職歴すらないやつが題材に人間の機微をあつかったドラマをもってきたりする。
映画は芸術じゃない。芸術じゃないから現場で学ぶ。そのために業界の周辺から入って経験と知識、勘や溜息を積んでいく。やがて人脈ができて短篇がつくれるようになる。で、ショートホラーをつくる。
あちらの監督がおしなべてホラースタートするのは映画が作り手の思いを吐露する手段ではなく観衆を楽しませるエンタメだからだ。
日本映画界はその経路が無法地帯化している。

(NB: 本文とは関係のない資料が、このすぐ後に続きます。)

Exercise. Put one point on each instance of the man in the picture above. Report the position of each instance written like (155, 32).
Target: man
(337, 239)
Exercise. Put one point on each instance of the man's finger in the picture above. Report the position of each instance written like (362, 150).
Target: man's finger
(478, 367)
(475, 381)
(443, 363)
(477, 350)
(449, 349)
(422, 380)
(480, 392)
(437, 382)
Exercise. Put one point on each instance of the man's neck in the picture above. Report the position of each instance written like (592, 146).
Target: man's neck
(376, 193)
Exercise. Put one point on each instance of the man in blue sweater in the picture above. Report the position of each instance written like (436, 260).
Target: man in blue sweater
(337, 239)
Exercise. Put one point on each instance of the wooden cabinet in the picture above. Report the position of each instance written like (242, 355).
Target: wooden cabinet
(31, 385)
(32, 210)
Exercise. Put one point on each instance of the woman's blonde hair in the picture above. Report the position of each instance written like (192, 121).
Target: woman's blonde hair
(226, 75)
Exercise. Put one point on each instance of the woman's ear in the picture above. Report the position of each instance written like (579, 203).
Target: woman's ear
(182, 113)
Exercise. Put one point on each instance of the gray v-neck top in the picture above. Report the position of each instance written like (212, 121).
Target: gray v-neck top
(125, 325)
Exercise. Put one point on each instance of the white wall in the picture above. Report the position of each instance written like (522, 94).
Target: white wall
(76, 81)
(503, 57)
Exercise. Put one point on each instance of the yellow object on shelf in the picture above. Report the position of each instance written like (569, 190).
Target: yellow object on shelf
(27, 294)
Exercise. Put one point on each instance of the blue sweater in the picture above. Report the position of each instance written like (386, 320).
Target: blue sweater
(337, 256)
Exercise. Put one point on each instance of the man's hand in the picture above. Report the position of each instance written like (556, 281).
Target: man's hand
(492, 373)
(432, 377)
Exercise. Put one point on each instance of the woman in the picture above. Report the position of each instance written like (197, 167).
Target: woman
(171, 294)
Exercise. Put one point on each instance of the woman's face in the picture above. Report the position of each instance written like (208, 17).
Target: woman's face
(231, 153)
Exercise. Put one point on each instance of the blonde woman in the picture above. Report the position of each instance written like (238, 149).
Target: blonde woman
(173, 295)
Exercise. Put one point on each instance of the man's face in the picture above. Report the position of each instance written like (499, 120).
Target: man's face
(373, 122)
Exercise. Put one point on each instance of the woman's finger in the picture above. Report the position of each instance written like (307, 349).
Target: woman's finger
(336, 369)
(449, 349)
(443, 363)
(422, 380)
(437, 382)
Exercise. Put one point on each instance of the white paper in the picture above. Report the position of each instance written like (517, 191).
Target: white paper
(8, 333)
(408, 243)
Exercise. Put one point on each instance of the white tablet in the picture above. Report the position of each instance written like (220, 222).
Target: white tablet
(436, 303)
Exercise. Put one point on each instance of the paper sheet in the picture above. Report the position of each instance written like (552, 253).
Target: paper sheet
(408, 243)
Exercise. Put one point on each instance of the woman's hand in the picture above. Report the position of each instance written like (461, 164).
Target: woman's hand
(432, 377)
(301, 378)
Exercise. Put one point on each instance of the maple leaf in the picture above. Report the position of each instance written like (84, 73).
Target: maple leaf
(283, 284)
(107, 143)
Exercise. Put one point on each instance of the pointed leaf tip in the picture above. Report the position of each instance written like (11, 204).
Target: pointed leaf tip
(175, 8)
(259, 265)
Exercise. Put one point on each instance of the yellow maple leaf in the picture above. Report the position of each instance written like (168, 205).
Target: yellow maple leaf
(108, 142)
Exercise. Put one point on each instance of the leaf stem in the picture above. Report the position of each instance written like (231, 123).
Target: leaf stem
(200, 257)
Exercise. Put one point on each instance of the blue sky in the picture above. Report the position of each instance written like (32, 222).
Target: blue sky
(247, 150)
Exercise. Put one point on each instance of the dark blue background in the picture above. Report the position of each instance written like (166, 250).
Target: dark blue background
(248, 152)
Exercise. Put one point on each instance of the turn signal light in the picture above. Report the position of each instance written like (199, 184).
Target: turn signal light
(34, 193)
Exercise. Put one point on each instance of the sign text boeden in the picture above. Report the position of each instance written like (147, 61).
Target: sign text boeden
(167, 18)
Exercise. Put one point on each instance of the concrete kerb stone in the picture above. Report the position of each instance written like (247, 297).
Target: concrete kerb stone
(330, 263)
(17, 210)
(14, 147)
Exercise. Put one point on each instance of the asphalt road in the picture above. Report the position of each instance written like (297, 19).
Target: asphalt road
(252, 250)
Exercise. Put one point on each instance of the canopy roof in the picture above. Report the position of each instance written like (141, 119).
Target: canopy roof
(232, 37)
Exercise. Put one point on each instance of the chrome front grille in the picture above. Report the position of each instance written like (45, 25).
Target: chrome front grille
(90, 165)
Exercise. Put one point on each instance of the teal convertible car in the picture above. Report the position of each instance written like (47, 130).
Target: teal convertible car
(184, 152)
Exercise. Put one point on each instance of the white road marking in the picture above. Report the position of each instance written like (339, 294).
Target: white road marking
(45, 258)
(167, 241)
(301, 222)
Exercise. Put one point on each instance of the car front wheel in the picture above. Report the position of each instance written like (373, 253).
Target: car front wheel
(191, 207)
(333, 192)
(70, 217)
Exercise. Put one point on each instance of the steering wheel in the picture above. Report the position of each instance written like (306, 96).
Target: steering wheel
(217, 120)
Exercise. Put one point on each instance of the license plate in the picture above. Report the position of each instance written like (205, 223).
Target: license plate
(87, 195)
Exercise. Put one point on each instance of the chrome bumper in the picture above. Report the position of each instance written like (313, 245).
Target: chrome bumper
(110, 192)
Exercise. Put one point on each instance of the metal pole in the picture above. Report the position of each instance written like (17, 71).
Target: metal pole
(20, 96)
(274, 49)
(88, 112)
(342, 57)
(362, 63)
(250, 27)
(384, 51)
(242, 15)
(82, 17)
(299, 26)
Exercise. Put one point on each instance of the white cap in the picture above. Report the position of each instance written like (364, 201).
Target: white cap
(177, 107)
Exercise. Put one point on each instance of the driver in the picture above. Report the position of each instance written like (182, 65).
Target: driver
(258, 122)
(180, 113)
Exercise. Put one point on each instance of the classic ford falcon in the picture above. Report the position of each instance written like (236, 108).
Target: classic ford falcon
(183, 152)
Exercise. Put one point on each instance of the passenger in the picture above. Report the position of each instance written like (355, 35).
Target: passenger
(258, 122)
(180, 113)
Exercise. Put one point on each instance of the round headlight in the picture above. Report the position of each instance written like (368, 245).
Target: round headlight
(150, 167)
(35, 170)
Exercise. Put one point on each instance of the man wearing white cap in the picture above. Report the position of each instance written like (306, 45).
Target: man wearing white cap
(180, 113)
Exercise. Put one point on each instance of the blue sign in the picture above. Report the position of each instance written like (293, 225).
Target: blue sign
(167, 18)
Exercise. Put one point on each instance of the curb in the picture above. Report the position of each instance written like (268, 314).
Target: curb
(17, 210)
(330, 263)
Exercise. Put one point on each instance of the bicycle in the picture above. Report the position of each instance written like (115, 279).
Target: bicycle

たとえば商業作品としても作り手のスタンスとしてもぜんぜん立脚しないプロダクトとして21世紀の女の子ほど明解なエビデンスがあるだろうか。
日本映画業界になにが必要かってきみはそんな玉じゃないとか監督するまえにどこかで働いてこいよとか言ってあげられるEBPMのボットがいちばん必要だろう。
まえに見たSaint Maud(2019)のレビューでもおなじようなことを書いている。
監督のRose GlassはNFTS(イギリスの映画/テレビ製作者養成学校)を出てウェイトレスや映画館の案内係として働きながらSaint Maudの構想に取り組んだ。
Saint Maudはホラーだが、やはり作り手の吐息(人生に対する溜息)があらわれていた──のだった。
現場の技術もさることながら、人間や人生を知らないひとはドラマを描くことができない。が、日本映画界はそれを知らない。(ということが言いたかった。)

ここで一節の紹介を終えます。